861 osób obejrzało bezbarwne spotkanie przy al. Piłsudskiego 69a. Na szczęście Stomil wywalczył komplet punktów w starciu z rezerwami Śląska Wrocław. Zwycięską bramką w 90 minucie strzelił Jakub Tecław.
Szymon Grabowski pierwszy raz w tym sezonie ligowym wystawił w wyjściowej jedenastce brazylijczyka z hiszpańskim paszportem - Wercika Caetano. Tym samym ławce rezerwowych zasiadł Piotr Kurbiel, bardzo nieskuteczny napastnik olsztyńskiego klubu.
Pierwsza połowa nie jest warta opisywania, bo praktycznie nic się nie wydarzyło na stadionie przy al. Piłsudskiego 69a. W 31 minucie gospodarze mogli objąć prowadzenie. Filip Wójcik przebiegł 40 metrów i miał tylko przed sobą bramkarza. Miał wystarczająco czasu żeby przemyśleć jak oddać celny strzał, a nie zdołał nawet kopnąć piłki w kierunku bramki. Doskonała okazja do strzelenia gola została zmarnowana.
W przerwie olsztyński szkoleniowiec nie zdecydował się na żadną zmianę. W 58 minucie Stomil miał kolejną szansę na objęcie prowadzenia. Źle interweniował bramkarz Śląska Józef Burta, do piłki dopadł Karol Żwir, który posłał piłkę na pięty metr pola karne, ale z bliskiej odległości do siatki nie trafił Bartosz Florek. w 76 minucie Shun Shibata z rzutu wolnego trafił w poprzeczkę.
Gdy już wydawało się, że mecz zakończy się podziałem punktów to gola na wagę kompletu punktów strzelił Jakub Tecław. Z rzutu rożnego dośrodkował Shibata, a najwyżej w polu karnym wyskoczył najlepszy strzelec Stomilu i wyprowadził nasz zespół na prowadzenie.
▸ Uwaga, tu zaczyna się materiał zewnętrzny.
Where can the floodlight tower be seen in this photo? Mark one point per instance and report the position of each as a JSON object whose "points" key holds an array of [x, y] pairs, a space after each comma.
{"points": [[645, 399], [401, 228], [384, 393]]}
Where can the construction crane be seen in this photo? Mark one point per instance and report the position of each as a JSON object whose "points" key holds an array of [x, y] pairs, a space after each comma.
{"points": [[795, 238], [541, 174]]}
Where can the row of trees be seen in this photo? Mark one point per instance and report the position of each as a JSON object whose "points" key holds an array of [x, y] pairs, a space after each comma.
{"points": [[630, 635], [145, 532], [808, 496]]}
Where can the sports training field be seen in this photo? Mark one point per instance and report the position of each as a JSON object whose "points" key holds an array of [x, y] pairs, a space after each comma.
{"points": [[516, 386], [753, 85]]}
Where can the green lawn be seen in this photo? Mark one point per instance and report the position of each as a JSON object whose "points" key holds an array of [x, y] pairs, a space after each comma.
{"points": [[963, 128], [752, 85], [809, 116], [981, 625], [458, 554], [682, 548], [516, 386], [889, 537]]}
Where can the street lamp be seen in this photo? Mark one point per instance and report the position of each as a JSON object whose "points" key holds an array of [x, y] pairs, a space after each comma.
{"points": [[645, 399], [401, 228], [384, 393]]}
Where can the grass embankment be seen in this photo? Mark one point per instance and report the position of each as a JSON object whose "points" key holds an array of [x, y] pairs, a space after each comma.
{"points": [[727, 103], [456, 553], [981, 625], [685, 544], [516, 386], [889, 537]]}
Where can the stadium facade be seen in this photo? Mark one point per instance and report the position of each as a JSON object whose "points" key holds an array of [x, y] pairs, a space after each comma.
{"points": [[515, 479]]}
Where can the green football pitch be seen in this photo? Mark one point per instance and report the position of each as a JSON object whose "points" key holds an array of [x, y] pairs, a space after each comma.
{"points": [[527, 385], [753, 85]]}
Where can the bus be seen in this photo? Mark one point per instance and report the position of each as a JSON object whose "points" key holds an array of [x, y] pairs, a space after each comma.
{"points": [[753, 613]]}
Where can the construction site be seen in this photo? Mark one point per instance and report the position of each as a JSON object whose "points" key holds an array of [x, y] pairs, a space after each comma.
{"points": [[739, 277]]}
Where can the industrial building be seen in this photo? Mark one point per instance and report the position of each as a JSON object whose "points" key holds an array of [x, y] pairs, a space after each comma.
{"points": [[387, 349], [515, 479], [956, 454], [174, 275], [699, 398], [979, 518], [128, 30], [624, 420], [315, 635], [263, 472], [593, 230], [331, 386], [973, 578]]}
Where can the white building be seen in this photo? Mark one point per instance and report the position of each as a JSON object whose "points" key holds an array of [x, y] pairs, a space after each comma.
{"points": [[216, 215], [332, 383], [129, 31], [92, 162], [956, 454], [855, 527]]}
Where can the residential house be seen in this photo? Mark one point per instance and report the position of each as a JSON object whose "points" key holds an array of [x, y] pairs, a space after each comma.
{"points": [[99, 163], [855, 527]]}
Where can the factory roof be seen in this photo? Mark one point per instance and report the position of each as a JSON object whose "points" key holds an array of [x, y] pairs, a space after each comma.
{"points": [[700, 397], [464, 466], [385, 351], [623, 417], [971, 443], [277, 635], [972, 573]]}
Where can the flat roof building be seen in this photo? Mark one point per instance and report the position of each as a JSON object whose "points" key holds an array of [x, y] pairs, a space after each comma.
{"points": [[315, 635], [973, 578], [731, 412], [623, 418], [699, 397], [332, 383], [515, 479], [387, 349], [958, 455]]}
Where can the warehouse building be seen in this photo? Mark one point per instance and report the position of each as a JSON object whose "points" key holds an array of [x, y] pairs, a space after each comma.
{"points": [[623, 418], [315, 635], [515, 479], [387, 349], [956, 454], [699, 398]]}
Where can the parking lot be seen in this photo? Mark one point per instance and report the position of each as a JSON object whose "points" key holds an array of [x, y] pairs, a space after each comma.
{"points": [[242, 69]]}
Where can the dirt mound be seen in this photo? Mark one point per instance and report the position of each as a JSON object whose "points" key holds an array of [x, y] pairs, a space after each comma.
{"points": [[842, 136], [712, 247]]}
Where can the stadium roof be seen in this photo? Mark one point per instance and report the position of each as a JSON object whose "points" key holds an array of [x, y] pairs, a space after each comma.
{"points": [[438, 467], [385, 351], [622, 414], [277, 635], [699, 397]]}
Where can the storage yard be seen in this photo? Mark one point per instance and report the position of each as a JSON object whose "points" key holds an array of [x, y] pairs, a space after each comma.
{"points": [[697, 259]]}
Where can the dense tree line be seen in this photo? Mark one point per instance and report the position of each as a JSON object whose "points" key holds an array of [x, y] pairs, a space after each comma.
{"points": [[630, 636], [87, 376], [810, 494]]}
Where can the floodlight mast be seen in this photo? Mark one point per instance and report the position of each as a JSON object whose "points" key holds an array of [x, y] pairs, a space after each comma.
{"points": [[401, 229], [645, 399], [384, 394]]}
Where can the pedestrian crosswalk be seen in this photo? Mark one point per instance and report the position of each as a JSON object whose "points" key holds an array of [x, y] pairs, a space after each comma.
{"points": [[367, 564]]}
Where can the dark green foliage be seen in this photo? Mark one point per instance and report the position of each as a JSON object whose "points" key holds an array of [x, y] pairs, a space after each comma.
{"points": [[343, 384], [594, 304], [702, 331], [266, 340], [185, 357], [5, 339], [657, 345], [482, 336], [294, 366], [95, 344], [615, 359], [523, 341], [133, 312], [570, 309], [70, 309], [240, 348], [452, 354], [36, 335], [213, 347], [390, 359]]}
- Przede wszystkim muszę pogratulować i podziękować chłopakom za to zwycięstwo - powiedział po meczu Szymon Grabowski, trener Stomilu. - Za to, że walczyli do końca i chcieli do końca, chyba bardziej niż przeciwnik i to zostało nagrodzone. Widać było po tej bramce jak trzeba nam było takiego zwycięstwa, gdzie prawie cała drużyna cieszyła się z tego i to było takim fajnym podsumowaniem tego okresu, w którym momentami byliśmy chwaleni za grę, a jednak do końca nie przekładało się to na wynik.
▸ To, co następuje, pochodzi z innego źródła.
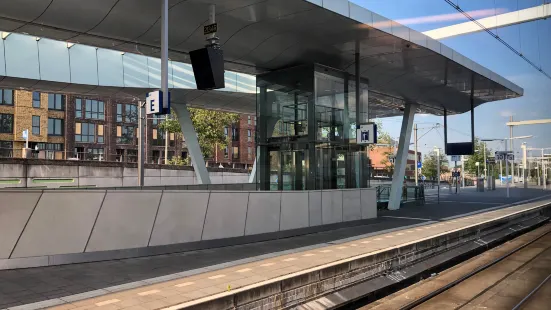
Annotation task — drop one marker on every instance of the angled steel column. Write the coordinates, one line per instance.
(192, 142)
(401, 157)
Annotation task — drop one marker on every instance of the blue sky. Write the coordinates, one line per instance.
(532, 39)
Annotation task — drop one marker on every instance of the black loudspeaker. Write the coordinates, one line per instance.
(208, 68)
(460, 148)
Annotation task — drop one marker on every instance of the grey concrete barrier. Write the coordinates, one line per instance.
(49, 227)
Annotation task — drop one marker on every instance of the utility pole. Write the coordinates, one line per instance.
(485, 167)
(141, 136)
(507, 168)
(462, 171)
(524, 178)
(538, 172)
(543, 172)
(416, 159)
(512, 150)
(438, 171)
(166, 142)
(501, 172)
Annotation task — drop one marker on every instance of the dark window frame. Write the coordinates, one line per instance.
(78, 108)
(6, 121)
(3, 92)
(127, 136)
(35, 127)
(56, 102)
(58, 123)
(120, 112)
(84, 136)
(36, 99)
(6, 149)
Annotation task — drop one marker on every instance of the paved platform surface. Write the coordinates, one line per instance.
(137, 279)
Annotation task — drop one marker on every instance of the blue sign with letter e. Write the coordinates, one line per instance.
(154, 103)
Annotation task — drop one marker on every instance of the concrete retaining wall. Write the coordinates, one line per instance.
(97, 174)
(44, 227)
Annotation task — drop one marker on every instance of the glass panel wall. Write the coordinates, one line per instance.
(307, 130)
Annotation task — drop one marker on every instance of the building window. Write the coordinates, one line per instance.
(56, 102)
(6, 96)
(132, 156)
(78, 108)
(172, 140)
(126, 134)
(85, 132)
(235, 133)
(131, 113)
(6, 123)
(6, 148)
(93, 109)
(119, 112)
(158, 137)
(95, 154)
(100, 134)
(55, 127)
(36, 99)
(36, 125)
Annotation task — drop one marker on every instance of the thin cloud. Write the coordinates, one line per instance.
(506, 113)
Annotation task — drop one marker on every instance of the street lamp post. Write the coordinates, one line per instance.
(506, 157)
(438, 170)
(485, 168)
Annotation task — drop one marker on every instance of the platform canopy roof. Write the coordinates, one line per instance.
(263, 35)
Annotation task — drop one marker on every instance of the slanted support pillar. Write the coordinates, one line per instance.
(401, 157)
(192, 142)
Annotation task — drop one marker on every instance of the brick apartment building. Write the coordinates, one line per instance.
(95, 128)
(240, 152)
(379, 161)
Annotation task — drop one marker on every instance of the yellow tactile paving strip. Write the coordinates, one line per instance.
(215, 284)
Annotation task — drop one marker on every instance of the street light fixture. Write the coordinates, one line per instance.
(506, 165)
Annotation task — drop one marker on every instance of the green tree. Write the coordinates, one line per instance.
(478, 156)
(430, 165)
(209, 126)
(179, 161)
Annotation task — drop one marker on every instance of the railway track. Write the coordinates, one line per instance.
(515, 275)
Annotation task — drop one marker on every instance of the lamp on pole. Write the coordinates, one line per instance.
(506, 151)
(543, 172)
(437, 150)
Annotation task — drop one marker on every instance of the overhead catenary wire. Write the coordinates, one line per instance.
(514, 50)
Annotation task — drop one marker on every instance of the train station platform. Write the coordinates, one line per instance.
(290, 269)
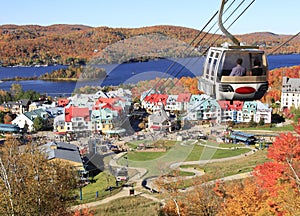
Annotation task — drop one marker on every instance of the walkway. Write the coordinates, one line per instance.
(142, 172)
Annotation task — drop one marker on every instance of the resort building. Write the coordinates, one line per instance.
(290, 96)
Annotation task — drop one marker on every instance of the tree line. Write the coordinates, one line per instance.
(77, 45)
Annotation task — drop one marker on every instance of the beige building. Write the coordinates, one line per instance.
(290, 96)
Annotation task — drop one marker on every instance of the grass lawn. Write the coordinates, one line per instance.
(144, 156)
(100, 183)
(229, 153)
(227, 168)
(195, 154)
(237, 166)
(283, 129)
(136, 205)
(226, 145)
(206, 153)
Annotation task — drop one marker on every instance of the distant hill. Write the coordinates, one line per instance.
(79, 44)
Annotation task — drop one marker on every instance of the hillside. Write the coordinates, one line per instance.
(78, 44)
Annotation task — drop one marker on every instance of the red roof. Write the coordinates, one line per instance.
(112, 107)
(155, 98)
(62, 102)
(106, 100)
(184, 97)
(236, 105)
(73, 112)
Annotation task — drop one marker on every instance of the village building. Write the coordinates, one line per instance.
(290, 96)
(26, 120)
(15, 107)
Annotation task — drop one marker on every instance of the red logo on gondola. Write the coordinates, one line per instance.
(245, 90)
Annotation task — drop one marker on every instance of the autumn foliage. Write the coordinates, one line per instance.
(275, 81)
(275, 188)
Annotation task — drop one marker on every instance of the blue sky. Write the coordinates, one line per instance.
(277, 16)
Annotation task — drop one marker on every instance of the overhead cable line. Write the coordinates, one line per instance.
(281, 45)
(203, 53)
(197, 44)
(173, 63)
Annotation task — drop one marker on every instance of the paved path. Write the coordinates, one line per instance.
(142, 171)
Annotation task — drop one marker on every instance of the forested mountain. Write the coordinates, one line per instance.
(78, 44)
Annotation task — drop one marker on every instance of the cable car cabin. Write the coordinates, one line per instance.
(219, 62)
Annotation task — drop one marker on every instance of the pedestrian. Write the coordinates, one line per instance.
(238, 70)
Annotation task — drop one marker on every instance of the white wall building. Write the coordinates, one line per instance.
(290, 96)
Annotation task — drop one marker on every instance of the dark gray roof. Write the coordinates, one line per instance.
(23, 102)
I dodaje: - Dzisiaj jest zdecydowanie odwrotnie, bo zdajemy sobie sprawę, że nie zagraliśmy pięknego widowiska, ale na tę chwilę dla nas najważniejsze były trzy punkty i z tego się cieszymy. Oczywiście tę wygraną musimy zadedykować kibicom, którzy od samego początku są z nami i myślę, że było trochę słodyczy dla nich po tym okresie, gdzie nie mogli się cieszyć z punktów naszej drużyny.